From the Better Late Than Never dept. comes our third yearly status letter. It covers all news-worthy updates since our previous letter.

Inside This Year’s Letter:

Blog Silence

What’s this? Not a single blog post this year? Not even a newsletter? Have we been asleep?

Heavens no! On the contrary, we’ve been too busy to blog! Our focus has been on Getting Things Done — in terms of code, research, publication, talks and lectures, administrativia, and the fact that 2017 became the Year Of Decentralization!

The call to Decentralize All The Things! did not need our help, while other items did.

This post will cover the highlights.

Group Income

July 2017 hackathon

In July of 2017, seven totally OK turtles gathered in a remote farming area for what’s becoming a yearly Group Income hackathon.

It was a smash success! You can see photos and read all about it on Group Income’s blog:

👉 Read more: Group Income July Progress Update

Anikó Fejes and Sandrina Pereira join Group Income!

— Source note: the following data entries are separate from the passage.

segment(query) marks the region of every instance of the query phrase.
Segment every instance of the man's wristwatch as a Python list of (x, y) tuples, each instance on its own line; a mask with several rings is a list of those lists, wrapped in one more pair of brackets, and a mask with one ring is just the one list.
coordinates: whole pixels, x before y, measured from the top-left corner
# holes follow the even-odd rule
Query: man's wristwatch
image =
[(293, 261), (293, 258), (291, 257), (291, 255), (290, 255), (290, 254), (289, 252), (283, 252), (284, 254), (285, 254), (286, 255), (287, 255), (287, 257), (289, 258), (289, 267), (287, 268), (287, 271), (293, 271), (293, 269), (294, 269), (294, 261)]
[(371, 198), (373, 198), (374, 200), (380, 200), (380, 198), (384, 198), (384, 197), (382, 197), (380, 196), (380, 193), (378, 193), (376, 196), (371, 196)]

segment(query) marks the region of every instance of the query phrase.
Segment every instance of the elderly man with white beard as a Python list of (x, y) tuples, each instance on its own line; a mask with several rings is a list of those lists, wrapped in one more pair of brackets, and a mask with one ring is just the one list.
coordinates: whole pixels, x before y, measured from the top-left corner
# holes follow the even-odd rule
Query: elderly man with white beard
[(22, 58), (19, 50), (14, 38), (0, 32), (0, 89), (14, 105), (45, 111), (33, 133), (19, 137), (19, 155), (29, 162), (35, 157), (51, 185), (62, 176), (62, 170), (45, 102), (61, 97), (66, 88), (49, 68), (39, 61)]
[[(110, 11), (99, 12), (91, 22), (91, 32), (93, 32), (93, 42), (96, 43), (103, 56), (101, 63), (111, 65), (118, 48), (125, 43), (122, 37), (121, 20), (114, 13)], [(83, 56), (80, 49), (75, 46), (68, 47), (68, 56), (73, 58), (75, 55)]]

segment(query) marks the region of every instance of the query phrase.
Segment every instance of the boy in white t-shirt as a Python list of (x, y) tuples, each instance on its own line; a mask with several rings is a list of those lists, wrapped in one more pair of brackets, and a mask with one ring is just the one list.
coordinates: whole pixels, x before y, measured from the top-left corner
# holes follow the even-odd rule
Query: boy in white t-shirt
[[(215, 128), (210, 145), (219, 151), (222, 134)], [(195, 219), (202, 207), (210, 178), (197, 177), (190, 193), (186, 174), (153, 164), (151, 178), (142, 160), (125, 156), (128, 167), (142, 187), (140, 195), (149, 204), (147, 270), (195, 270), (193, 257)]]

Two talented developers have joined the Group Income team to help us bring the prototype to a usable state:

👉 Read more: Anikó Fejes and Sandrina Pereira join Group Income!

BlockCon Basic Income Q&A With Scott Santens

Over at BlockCon we presented our work on DPKI and also had a chance to join Scott Santens on stage for a Q&A on Basic Income:

👉 Watch:

The DCS Theorem

We finally published our work on the DCS Triangle & Theorem.

In the paper, we give a proof that says blockchains (and similar decentralized consensus systems) centralize as they scale. We also describe methods to “get around” this fundamental limitation.

While our stated goal was to “put an end” to the “blocksize debate”, the implications of the work extends beyond blockchains to all consensus processes, humans included.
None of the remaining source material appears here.